Naomi Campbell has spoken out on the racism she endured during the early days of her career.

Now 45, the English supermodel says she ceased to be featured in certain fashion shows because of her ethnicity.

“When I started out, I wasn’t being booked for certain shows because of the colour of my skin,” Campbell writes in an edited preview of her book published in The Guardian.

“I didn’t let it rattle me. From attending auditions and performing at an early age, I understood what it meant to be black. You had to put in the extra effort. You had to be twice as good.”

The book, titled Naomi Campbell, is due to be published in April and features extensive autobiographical text charting her teenage ascent to stardom.

Scouted at the tender age of 15, the South London-born star was the first black model to grace the cover of French Vogue and TIME magazine.

Before long, Campbell had appeared on hundreds of covers and editorials and established herself as one of the most in-demand and iconic models of the late 80s and 90s.

The model, actor and author also recounts the moment she was featured as the face of American Vogue.

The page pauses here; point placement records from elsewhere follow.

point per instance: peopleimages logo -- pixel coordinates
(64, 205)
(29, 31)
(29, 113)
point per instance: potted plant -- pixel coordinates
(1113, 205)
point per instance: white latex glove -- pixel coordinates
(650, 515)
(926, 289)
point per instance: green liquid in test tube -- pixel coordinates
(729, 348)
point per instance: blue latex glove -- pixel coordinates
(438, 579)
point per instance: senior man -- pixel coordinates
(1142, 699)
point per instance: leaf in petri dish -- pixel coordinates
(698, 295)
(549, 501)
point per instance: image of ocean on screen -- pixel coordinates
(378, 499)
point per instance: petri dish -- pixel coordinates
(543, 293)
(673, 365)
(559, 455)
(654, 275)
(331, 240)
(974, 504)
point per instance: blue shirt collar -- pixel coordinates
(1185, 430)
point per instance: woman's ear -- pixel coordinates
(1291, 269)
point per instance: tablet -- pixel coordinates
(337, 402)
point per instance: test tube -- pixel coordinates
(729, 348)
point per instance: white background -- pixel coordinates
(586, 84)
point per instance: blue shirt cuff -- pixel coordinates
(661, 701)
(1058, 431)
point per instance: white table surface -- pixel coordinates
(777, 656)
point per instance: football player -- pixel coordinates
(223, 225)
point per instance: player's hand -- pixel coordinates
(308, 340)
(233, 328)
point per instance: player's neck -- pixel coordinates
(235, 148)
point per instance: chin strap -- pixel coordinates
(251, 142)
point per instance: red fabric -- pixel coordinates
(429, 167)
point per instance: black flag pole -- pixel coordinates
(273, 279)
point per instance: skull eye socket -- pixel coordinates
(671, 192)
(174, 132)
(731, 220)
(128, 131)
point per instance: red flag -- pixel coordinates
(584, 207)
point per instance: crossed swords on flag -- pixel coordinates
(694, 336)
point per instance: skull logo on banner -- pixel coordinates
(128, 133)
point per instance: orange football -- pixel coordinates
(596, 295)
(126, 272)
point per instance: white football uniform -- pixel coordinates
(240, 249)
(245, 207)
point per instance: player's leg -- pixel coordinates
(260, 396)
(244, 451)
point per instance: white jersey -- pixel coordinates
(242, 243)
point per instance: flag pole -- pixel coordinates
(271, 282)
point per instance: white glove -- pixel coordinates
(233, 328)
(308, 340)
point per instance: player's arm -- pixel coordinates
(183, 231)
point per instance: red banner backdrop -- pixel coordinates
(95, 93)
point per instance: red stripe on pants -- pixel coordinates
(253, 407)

“Then, in September 1989 (the biggest issue of the year), Anna Wintour put me on the cover of American Vogue. It was nerve-racking, because I understood the importance of being a black model,” she writes.

“That was her first September issue as editor-in-chief, and I think she was given a lot of flak for it. I will be for ever grateful”.

Campbell’s words echo comments she made in an interview in Teen Vogue last week. During the interview, the model supported recent remakrs from fellow models of colour, Jourdan Dunn, Nykhor Paul, and Leomie Anderson, about stylists who are ill-equipped to work with the darker skin tones and natural hair textures of black models.

“When I was younger, I encountered this same issue. I would be backstage at shows and there would be stylists who didn't have any experience working with black models,” she said, adding that she would always bring her own make-up and hair products to shoots.

“It’s disappointing to hear that models of colour are still encountering these same issues all these years later,” Campbell added.